A Virtual Q&A with Context’s new Anchor & Producer, Maggie John

Maggie John is a seasoned journalist whose experience as a national reporter, television host of Canada’s longest-running daily television show 100 Huntley Street, makes her well-positioned to take on her new role as Anchor/Producer of Context. Moderated by Context’s long-time Senior Executive Producer Susan Ponting, in a virtual Q&A, Maggie discusses the future of Context, how she’s navigating this new and exciting role at this unprecedented time in our history, and what to expect on Context next season.

Are you ready for full production in September?

Maggie: I am ready! I’m prepared for the next season. It is incredible how much has happened in the world in just the past month. It was just a month ago that I’d joined the Context team, and since then, we’ve covered off on COVID-19 from so many different angles and now onto the new worldwide civil rights movement.

Will Context be changing, now that Lorna is no longer leading the show?

Maggie: Context is not changing; we are going full force carrying the mantle that has been passed over to me and moving forward with it.

Why do you want to be part of Context?

Maggie: When I first started as an intern on Listen Up, almost 20 years ago, Lorna, asked me the same question. And I remember hearing about Listen Up in journalism school and being so amazed at how this television show combined faith and the news to provide Christian analysis and perspective. I was able to see how faith and news, two worlds that I so loved, being married together so beautifully.

Can you tell us about one of the first stories you’ve ever told?

Maggie: Cheryl Weber, of 100 Huntley Street, was my manager back then, I had done this lovely story on a young boy by the name of Ryan Harold Jack who heard about these poor children in Africa who didn’t have clean water. So, I got to visit Ryan in his house (in the Kingston area) to hear this precious boy’s story of just seeing something that he felt that he could change. And I feel that that is the pivotal moment that we have here as Christian Media —to be able to show people a story and say, you can make a difference – your faith can make a difference – Jesus can make a difference.  So, I’m so excited to be able to again look at the news stories that we see every single night and be able to offer our viewers a different analysis, a Christian analysis on the news that you can trust.

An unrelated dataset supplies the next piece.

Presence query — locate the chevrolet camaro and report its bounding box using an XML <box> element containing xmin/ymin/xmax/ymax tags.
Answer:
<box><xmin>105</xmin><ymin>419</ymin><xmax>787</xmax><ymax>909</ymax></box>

Why is it that you think that a Christian analysis in a pluralistic, secular Canada is needed?

Maggie: While reading scripture last night, I was reminded of Philippians 1:15-16, Paul said: “It is true that some preach Christ out of envy and rivalry, but others out of goodwill. The latter do so out of love, knowing that I am put here for the defense of the Gospel.” And Proverbs 31:8-9 says: “Speak up for those who cannot speak for themselves, for the rights of all who are destitute. Speak up and judge fairly; defend the rights of the poor and needy.” As Christians, we are held to a higher standard. We are not only held to the standards of the CRTC but also to a standard of Jesus and making sure that voices are heard and that when we are on the airwaves, we are telling credible stories of how God is moving on our earth. And so, I feel that this is a huge mantle and a huge responsibility that we have as Christians. Because at the end of the day, we are called by the Great Commandment, the Great Commission, that we are supposed to bring people to know Him. So, for some people, and I know for the younger generation, it is understanding how their faith, politics, and the world are married. And that might be the way younger people can come to Jesus.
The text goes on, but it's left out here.